Description
Current BigTop test framework has a limitation to handle dynamic generated data. It's flexibility can be improved.
For org.apache.bigtop.itest.hadoopexamples.TestHadoopExamples
Limitation: if someone wants to make any changes, he/she needs to modify
./bigtop-tests/test-artifacts/hadoop/src/main/groovy/org/apache/bigtop/itest/hadoopexamples/TestHadoopExamples.groovy.
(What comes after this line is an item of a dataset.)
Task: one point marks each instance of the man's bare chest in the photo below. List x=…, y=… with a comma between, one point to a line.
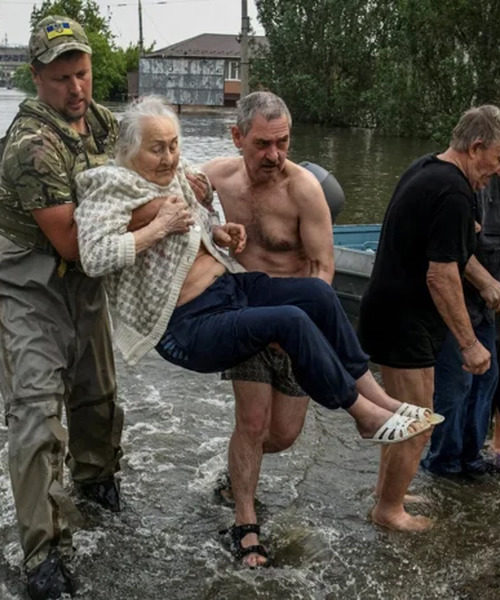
x=272, y=222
It requires compilation before running.
For org.apache.bigtop.itest.hadooptests.TestTestCLI. The configuration file,
./build/hadoop/deb/hadoop-1.0.1/src/test/org/apache/hadoop/cli/testConf.xml, has entries like the following:
<test> <!-- TESTED -->
<description>ls: file using relative path</description>
<test-commands>
<command>-fs NAMENODE -touchz file1</command>
<command>-fs NAMENODE -ls file1</command>
</test-commands>
<cleanup-commands>
<command>-fs NAMENODE -rm file1</command>
</cleanup-commands>
<comparators>
<comparator>
<type>TokenComparator</type>
<expected-output>Found 1 items</expected-output>
</comparator>
<comparator>
<type>RegexpComparator</type>
<expected-output>^rw-rr-( )1( )[a-z]( )*supergroup( )*0( )[0-9]
-[0-9]
{2,}-[0-9]{2,}[0-9]
{2,}:[0-9]{2,}( )/user/[a-z]/file1</expected-output>
</comparator>
</comparators>
</test>
Limitation: Put the expected-output, then perform string comparison is good, but still not flexible enough to handle dynamic generated data. For example, a program randomly generate key/value pairs, then submit M/R job to calculate sum (average) for each key. There is no way to calculate the result in advance to put down as expected-output.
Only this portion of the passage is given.